Bizler bu gün yaşamak ve bütün siyasi; milli hayatında her millet kadar hukuka malik olmak istemeyen milletimizin milli ömrünün temelli, sarsılmaz esaslar kurulmasını dilegimizden bizim ömrümüzde de kanunsuzluğa, mesuliyetsizliğe nihayet veren esaasın yani kuvve-i teşriiye, icraiye ve adliyenin ayrı ve sarsılmaz esaslarda tesis olunmasını diliyoruz. Bunun içün de ömrümüzde gerek kuvve-i adliye ve icraiyeyi kurabilecek ve gerekse bundan böyle ilelebed tarihimizde milletimizin siyasi, milli her meselesinde ancak kendi iradesine tevfikan iş yapılabilmesini temin idecek Tatar Parlamentosunu (kuvve-i teşriiyemizin) kurulmasını bütün vicdanımızla dileriz.

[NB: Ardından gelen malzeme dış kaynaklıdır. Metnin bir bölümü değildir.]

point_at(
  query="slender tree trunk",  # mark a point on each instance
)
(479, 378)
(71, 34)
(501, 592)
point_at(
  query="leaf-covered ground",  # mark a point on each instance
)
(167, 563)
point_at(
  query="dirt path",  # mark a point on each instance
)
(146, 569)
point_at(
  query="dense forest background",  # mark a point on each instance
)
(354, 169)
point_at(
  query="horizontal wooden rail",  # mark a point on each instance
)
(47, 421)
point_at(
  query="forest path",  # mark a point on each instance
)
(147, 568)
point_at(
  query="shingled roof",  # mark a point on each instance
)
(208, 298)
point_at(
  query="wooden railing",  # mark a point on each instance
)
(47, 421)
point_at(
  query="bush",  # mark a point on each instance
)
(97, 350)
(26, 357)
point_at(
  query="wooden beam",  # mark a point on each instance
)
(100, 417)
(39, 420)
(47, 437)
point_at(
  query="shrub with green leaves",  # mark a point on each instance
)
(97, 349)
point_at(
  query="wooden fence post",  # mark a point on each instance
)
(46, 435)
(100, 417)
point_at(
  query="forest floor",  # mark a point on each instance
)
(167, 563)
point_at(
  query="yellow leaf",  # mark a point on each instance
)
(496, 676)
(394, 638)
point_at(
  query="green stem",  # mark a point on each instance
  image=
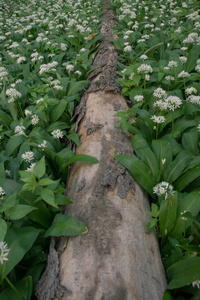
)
(172, 124)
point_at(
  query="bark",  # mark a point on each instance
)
(117, 259)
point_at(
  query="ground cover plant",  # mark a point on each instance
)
(46, 51)
(160, 75)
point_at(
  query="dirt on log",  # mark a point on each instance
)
(117, 259)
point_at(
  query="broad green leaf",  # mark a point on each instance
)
(24, 288)
(48, 196)
(65, 226)
(181, 125)
(13, 143)
(81, 157)
(139, 171)
(167, 214)
(76, 86)
(40, 168)
(144, 152)
(192, 59)
(58, 110)
(176, 167)
(19, 241)
(10, 186)
(183, 272)
(190, 142)
(187, 178)
(46, 181)
(190, 203)
(42, 215)
(3, 229)
(18, 211)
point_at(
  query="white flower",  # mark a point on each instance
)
(173, 102)
(13, 94)
(2, 193)
(143, 56)
(144, 68)
(196, 283)
(194, 99)
(28, 112)
(34, 119)
(30, 168)
(139, 98)
(169, 78)
(158, 119)
(70, 68)
(28, 156)
(172, 64)
(162, 105)
(128, 48)
(183, 74)
(43, 145)
(160, 93)
(57, 133)
(191, 90)
(19, 129)
(183, 59)
(163, 188)
(3, 252)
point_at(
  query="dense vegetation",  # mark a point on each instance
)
(160, 74)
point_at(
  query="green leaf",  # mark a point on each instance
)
(19, 241)
(192, 59)
(58, 110)
(190, 203)
(81, 157)
(65, 226)
(176, 167)
(162, 150)
(76, 87)
(24, 288)
(48, 196)
(3, 229)
(10, 186)
(167, 214)
(40, 168)
(183, 272)
(18, 211)
(73, 136)
(139, 171)
(190, 142)
(46, 181)
(42, 215)
(13, 143)
(187, 178)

Hayat-ı iktisadiyede olduğu kadar da hayat-ı içtimaiye ve idaride taksim vezaif en yüksek, en kat’i semereler bahşettiğinden idare-i milliyemizin ayrı ayrı şubelere ayrılarak her kısmına ait kanunlar tanzimi ve her birisine icrai kuvvetler tahsisini elzem addediyoruz ki bu vazifelerdeki maiyetle bizler mesuliyetlerdeki kat’iyetin de temin idileceğine inanıyoruz.

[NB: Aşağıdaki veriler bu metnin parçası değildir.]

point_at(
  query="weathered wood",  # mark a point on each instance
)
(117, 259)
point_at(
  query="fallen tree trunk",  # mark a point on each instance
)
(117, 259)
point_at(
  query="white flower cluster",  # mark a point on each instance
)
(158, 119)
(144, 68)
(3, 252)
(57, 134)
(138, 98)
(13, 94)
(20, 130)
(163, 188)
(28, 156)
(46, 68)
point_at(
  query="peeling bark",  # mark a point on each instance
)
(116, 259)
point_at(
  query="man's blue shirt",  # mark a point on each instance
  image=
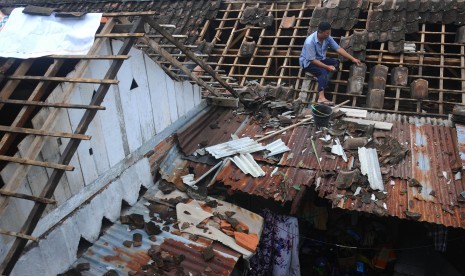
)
(313, 49)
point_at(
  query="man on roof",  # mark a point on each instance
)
(313, 58)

İdare-i millimizin maarif, diniye, maliye ve vakıf, adliye, hariciye ve idare-i milliye riyaseti şubelerine ayrılmasını ve onlardan her birisine ayrı kanunlar ... müdürlerin tahsisi ... onların her birisinin meclis-i mebusan önünde vazifelerinden mesul tanımalarını kabul ediyoruz.
Milli işler ile muvazzaf olanların kendilerine hakim idare-i milliyenin varlığını mütemadiyen hissetmeleri ve onun önünde mesuliyete çekileceklerine inanmalarıyledir ki milletler çizdikleri kanunları en kavi idareleri hürmet itdirebilirler. Bu suretle bizler, milletimizin terakki ve tealisine esas olan şubelerin milli kanunlarımız ve idare-i milliyemiz önünde mesul müdürlerimiz vasıtasıyle idare olunmalarını temin idecek yegane ulvi müessesenin parlamentomuz olduğunu kabul itdiğimizden artık milletimizin tarihinden dahili, harici hiç bir kuvvete o mukaddes hakkı tabtatmayacağına iman idiyor ve Tatar milletinin kendi kanunları ile kendi emellerine hürmet ittirdiği müdürleri ile ulvi emellerine nail olacağına inanıyoruz.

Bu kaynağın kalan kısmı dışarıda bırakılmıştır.